Some other Hindu holidays include days to celebrate the births of specific gods, like Shiva Ratri, commemorating the birth of Shiva in March, and Ganesha Utsava, a day in September to celebrate Ganesha. In August falls Krishna Jayanti, the birth of the god Krisha. Many people also celebrate Navarati, the feast of Shakti, which traditionally includes lots of dancing and partying as people celebrate the various aspects of the feminine.
Events from Hindu mythology are also celebrated. In April, Hindus commemorate the birth of the Lord Rama, and towards the end of the year, they celebrate Dassera, the holiday which celebrates Rama's victory over Ravana. This holiday also marks the triumph of good over evil, and lasts for ten days in some parts of India.
In areas with a large Hindu population, Hindu holidays may be designated as community holidays, reflecting the fact that it will be difficult to get work done, and as a mark of respect to Hindus in the community. Because so many holidays are celebrated, communities usually pick several major dates, such as Diwali, Holi, and Dassera, to designate as official days off.
When working with people of the Hindu faith, it can be important to remember that different people place a different emphasis on different holidays. Asking for time off to celebrate usually reflects regional cultural traditions, not a desire to get out of work with a religious excuse. Many Hindus are also happy to talk about the holidays they celebrate with people who are curious.

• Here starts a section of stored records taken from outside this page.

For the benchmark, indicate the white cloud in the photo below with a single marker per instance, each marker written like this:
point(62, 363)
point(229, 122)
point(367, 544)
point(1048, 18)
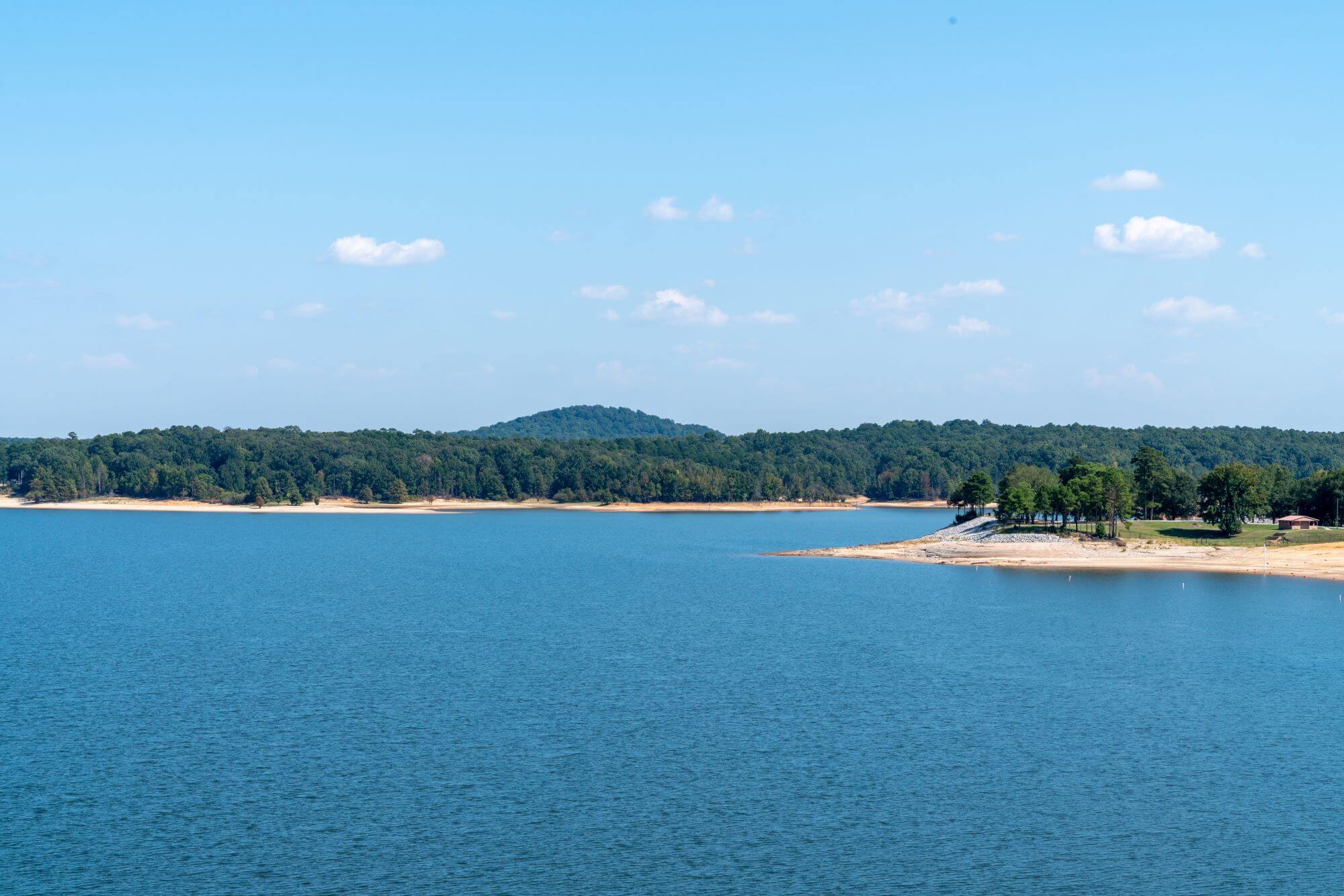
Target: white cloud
point(142, 322)
point(1011, 375)
point(972, 288)
point(724, 365)
point(1191, 311)
point(308, 310)
point(364, 251)
point(1132, 179)
point(675, 308)
point(716, 209)
point(701, 347)
point(112, 362)
point(1127, 375)
point(971, 327)
point(1159, 236)
point(365, 373)
point(665, 209)
point(911, 323)
point(885, 300)
point(894, 308)
point(772, 318)
point(614, 371)
point(605, 294)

@turquoise-- It's kind of difficult to explain Dussehra (or Dassera) without explaining the different Hindu gods and the Ramayana, one of the most important epics in Hinduism.
In Ramayana, one story is the story of the victory of Lord Rama over Raavan (Ravana) who is the ten-headed evil demon. In the story Raavan kidnapped Sita, Rama's wife. So Rama, along with his brother Lakshman and friend Hanuman went after Raavan and eventually killed him.
So the celebration of Dussehra, is the celebration of good over evil. One of the main attractions during Dussehra celebrations in India is the burning of a huge paper Raavan to symbolize Rama's victory.
Another major Hindu festival and holiday that is celebrated at the end of summer/beginning of fall is Durga puja. It commemorates the deity Durga being victorious over a demon. I believe this is mainly celebrated in south India but I'm sure some people in the north celebrate it as well.
My family doesn't really celebrate this but I know about it because some of my favorite Bollywood actresses celebrate it every year. I know that Kajol always celebrates Durga Puja for example.
Can someone tell me more about Hindu religious holiday Dassera?
I have several Hindu friends and I saw that they said "Happy Dassera" on our common social networking site just last week. I know they had a nice meal on that day but I don't know anything else.
Some religions, like the Parsi Religion, have only one festival in the calendar. You can take the holiday as opportunity to get some time to spend for god or unlike others, enjoy the holiday at home. It's up to the person.
I think that the questions you raise bear witness to the free nature of Hinduism. The key holidays and gods can be measured in terms of how widely acknowledged and celebrated they are, and so we are not presented with a rigid set of rules or scriptures, but rather a great compendious library of volumes on the ideals of the faith.
There are hundreds of thousands of Hindu gods and goddesses from various traditions all over India. This raises the question of whether the Hindu religion is centered around core beliefs or is a conglomerate of hundreds or thousands of smaller religions. If it was a uniform faith like Christianity or Islam, why were there never a centralized set of holidays?